C. An Excusable Delay Does Not Equate to Additional Money
Due to these business disruptions, COVID-19 has significantly delayed many construction projects. To some, these delays may provide the contractor with extra time without penalty. However, whether the delay is compensable will be determined based on the contract language.
For example, the AIA General Conditions, Section 8.3.3, reads that it “does not preclude recovery of damages for delay by either party.” Yet, the NJDOT Standard Specifications, Section 108.11.01.B.2, imposes a harsher standard and reads that the identified delays are “Excusable, Non-Compensable Delays.” This standard creates a hurdle for contractors to obtain any extra compensation associated with the delay unless the delay exceeds 180 days. Even then, only the portion of the delay in excess of 180 days is compensable.
A contract excluding delay damages is common in construction contracts, and can lead to the dismissal of delay claims.
Although the general rule in New Jersey is that no damages for delay provisions are valid and enforceable, there are certain scenarios that would preclude the enforcement of such a provision. Such situations include where there is a showing of unconscionability or bad faith. Courts have recognized that parties to a construction contract containing a no delay damage clause contemplate that the contractor will bear the risks of ordinary and usual delays. A no damage for delay clause may not be enforced, however, if there is some affirmative, willful act, in bad faith which unreasonably interferes with the contractor’s compliance with the contract terms.

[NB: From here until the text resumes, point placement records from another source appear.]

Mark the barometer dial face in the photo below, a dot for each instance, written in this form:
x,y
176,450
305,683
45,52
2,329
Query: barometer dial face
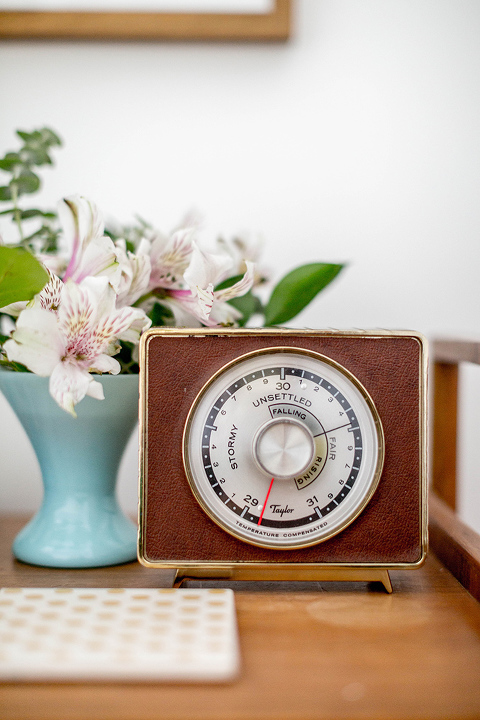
x,y
283,448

Thus, a party to a construction contract who causes a delay by failing to conduct itself in good faith or by not making a sufficient effort to satisfy its obligations under the parties’ agreement may, by virtue of that conduct, nullify the protections against delay damages for which it bargained. For example, in Franklin Contracting Co. v. State, 144 N.J. Super. 402, 408 (1976), the Appellate Division vacated the trial court’s judgment in favor of the state defendant. There, it was undisputed that the state-defendant made a pre-bid misrepresentation that contractor would have a right-of-way to the project site. However, a landowner refused to grant access and the contractor incurred extra costs. The Appellate Division wrote that in light of the state’s representation, “it can hardly be claimed that [the no damages] clause was intended to render the State immune from liability or that the parties contemplated delay because the State did not have a valid right-of-way.” Id. at 410. Ultimately, whether a no delay damage clause is enforceable is a case-specific inquiry that will depend on the clause and the circumstances surrounding the delay.

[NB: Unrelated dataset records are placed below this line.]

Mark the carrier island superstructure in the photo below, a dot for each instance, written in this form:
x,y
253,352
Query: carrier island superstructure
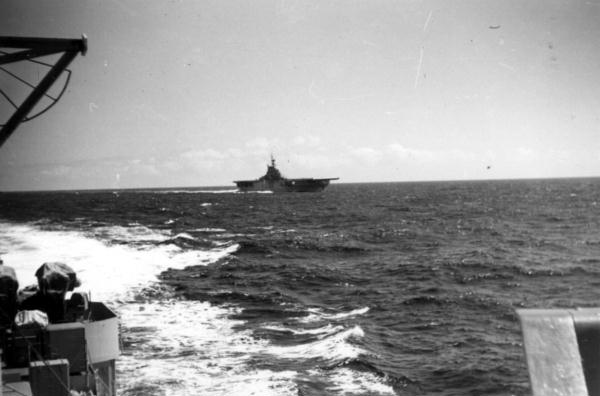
x,y
275,182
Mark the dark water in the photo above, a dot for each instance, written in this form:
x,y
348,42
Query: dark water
x,y
410,288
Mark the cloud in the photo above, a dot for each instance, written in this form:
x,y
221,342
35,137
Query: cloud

Public contracts may utilize no damages for delay provisions, but the extent to which they can limit delay damages may be altered by statute. See N.J.S.A. § 2A:58B-3 (such a clause cannot limit a “contractor’s remedy caused by the public entity’s negligence bad faith, active interference or other tortious conduct”. (New Jersey Public Contracts)); see also N.J.S.A. §18A:18A-41 (Public Schools Contracts) and N.J.S.A. §40A:11-19 (Local Public Contracts).
How to interpret a force majeure provision in light of the international pandemic is a novel issue that New Jersey courts will need to confront. In evaluating the issue, courts will be mindful of the factors giving rise to the alleged non-performance and the contract language. Obtaining financial remuneration for the delays, however, may be an entirely different matter.